Kızılay eski başkanından çadır satılmasına sert tepki

» Gündem » Kızılay eski başkanından çadır satılmasına sert tepki

2011-2016 arasında Kızılay Genel Başkanlığı yapan Ahmet Lütfi Akar, Kahramanmaraş merkezli depremler sonrası Kızılay’ın AHBAP’a depremzedeler için çadır satmasına tepki gösterdi.

6 Şubat depremlerinin ardından Kızılay’ın AHBAP derneğine çadır satmasının ortaya çıkmasına bir tepki de Kızılay eski başkanı Ahmet Lütfi Akar’dan geldi. 2011 Van depreminde malzeme tedariği sorunu yaşanmadığını ifade eden eski Kızılay Başkanı Akar, “Kızılay’ın, Türkiye’nin 21 yerine dağılmış afet depoları ve lojistik merkezleri vardı. Yedi ayrı yerde de bölgesel depolar, büyük depolar vardı. Onlarla bunlara müdahaleyi gerçekleştirdik. Daha sonra bu sistemi yok ettiler. Türkiye Afet Müdahale Planı’nda AFAD’ı yetkilendirmek suretiyle yeni yerler, yeni lojistik merkezler arayışına girdiler. Bu da netice itibarıyla yanlış sonuçlandı. Van depreminin olduğu gün, bizim Van’ın hemen yanında, biraz yakınında Muş Hasköy’de depomuz, lojistik merkezimiz, görevlilerimiz vardı. Hemen oraya talimat verdik. Depremin olmasından birkaç saat sonra oraya bizim ekibimiz ilk müdahaleyi yaptı, çadırlarını, battaniyelerini götürdü. Orada da soğuk günler vardı o günlerde. Kızılay’ın halka hizmet için hazırlamış olduğu şeylerdi ve ilk müdahaleyi oradan yaptık.
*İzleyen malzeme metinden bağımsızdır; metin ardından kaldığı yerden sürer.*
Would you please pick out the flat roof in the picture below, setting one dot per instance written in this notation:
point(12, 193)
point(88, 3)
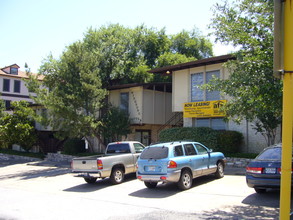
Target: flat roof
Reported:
point(196, 63)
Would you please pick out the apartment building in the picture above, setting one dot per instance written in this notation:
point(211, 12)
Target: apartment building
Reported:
point(200, 107)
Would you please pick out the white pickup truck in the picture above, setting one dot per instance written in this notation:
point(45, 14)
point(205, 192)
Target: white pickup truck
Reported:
point(120, 159)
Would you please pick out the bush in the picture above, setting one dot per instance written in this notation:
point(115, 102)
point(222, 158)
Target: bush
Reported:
point(74, 146)
point(224, 141)
point(206, 136)
point(229, 141)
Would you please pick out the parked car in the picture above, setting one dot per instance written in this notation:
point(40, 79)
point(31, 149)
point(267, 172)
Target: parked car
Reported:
point(263, 172)
point(120, 159)
point(178, 162)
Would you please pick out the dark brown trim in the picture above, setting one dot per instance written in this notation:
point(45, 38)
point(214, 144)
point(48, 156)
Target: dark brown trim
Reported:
point(145, 85)
point(202, 62)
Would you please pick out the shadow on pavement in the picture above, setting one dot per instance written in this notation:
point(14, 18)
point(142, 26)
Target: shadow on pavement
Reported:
point(24, 175)
point(168, 189)
point(98, 185)
point(243, 212)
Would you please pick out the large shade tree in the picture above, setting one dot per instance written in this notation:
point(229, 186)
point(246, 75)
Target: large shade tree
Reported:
point(17, 127)
point(74, 89)
point(255, 94)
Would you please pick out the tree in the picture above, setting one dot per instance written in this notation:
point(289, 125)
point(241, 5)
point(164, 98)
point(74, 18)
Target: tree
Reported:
point(18, 127)
point(71, 92)
point(191, 44)
point(74, 89)
point(255, 94)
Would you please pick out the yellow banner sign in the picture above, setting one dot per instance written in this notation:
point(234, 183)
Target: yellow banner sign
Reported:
point(205, 109)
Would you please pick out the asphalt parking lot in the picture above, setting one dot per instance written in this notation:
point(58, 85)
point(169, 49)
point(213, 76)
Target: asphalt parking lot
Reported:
point(29, 189)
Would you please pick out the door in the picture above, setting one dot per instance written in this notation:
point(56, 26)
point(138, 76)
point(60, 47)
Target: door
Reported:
point(143, 136)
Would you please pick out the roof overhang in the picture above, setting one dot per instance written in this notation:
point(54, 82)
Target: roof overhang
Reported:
point(197, 63)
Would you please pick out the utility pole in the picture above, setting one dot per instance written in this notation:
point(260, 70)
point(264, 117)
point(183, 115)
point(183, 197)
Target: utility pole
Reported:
point(287, 76)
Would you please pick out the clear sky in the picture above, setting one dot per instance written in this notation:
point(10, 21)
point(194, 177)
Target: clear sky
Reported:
point(32, 29)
Daha sonra uzaklıklarına göre Elazığ deposundan, Erzurum deposundan, Erzincan deposundan nakliyeler yapıldı oraya ve insanlarımızı çadırsız, battaniyesiz ve korunaksız bırakmadık” dedi. 

KIZILAY ARTIK 12 ŞİRKETLİ BİR HOLDİNG 

Kızılay’ın şirket haline geldiğini belirten Akar, “Tabii ben 6 yıldır Kızılay’da ayrıyım ve çok detaylı olarak bilgim yok ama basından, oradaki arkadaşlarımızdan edindiğim bilgiye göre, Kızılay 12 şirketli bir holding hâline getirilmiş. Bu son derece yanlıştır” dedi. 

Afet sürecinde halkın seferber olduğunu da söyleyen Akar, “Hâlen yağmaya devam ediyor. Bizim halkımız yardımı sever ve iyilikperverdir ama Kızılay, çok garip bir şekilde elindeki 2 bin 20 çadırı götürüp kurmamış. Ondan sonra bir başka derneğe satmış. Bu bence çok büyük bir ihanettir, yani çok büyük bir yanlıştır. Diyelim ki bir an kabul edelim, ticarileştiniz, eyvallah, tamam filan ama böyle bunu bekletmek, bunu bir başkasına satmak, bunun için soğukta titreyen yavruların ölmesine, yaralanmasına, hastalanmasına sebebiyet vermek, insanların her bakımdan sarsıntı geçirmelerine sebep olmak son derece yanlıştır. Bunun kabul edilir tarafı yoktur.Bir afete hizmet ediyor çünkü oradaki afetzede, enkazın altında daha çıkmamış, bağırtıları geliyor. Sen neyi satıyorsun? Neyiyle uğraşıyorsun? Düğme baştan yanlış iliklenmiş” diye konuştu. 

“KIZILAY’DAKİ İNSANLAR VASIZSIZ İNSANLAR” 

Kızılay’daki liyakatsizliğin amatörlüğe sebep olduğunun altını çizen,  “Çok yüksek ücretlerle getirildi, takip ediyoruz onu. Yani bugün Türkiye’de bir valinin aldığı maaşın iki katını, daha fazlasını alan bürokratlar var Kızılay’da. Bu son derece yanlış. Yani belki biraz hoş karşılayabiliriz ama bu insanlar çok güzel işler yapsa, çok güzel işleri bilse, Kızılaycılığı, gönüllülüğü, afeti bilen insanlar olsa hiçbir şekilde itirazımız olmayabilir ama şunu söyleyeyim ki, bu insanlar da vasıfsız insanlar ki Kızılay böyle yanlış işler yapıyor” ifadesini kullandı.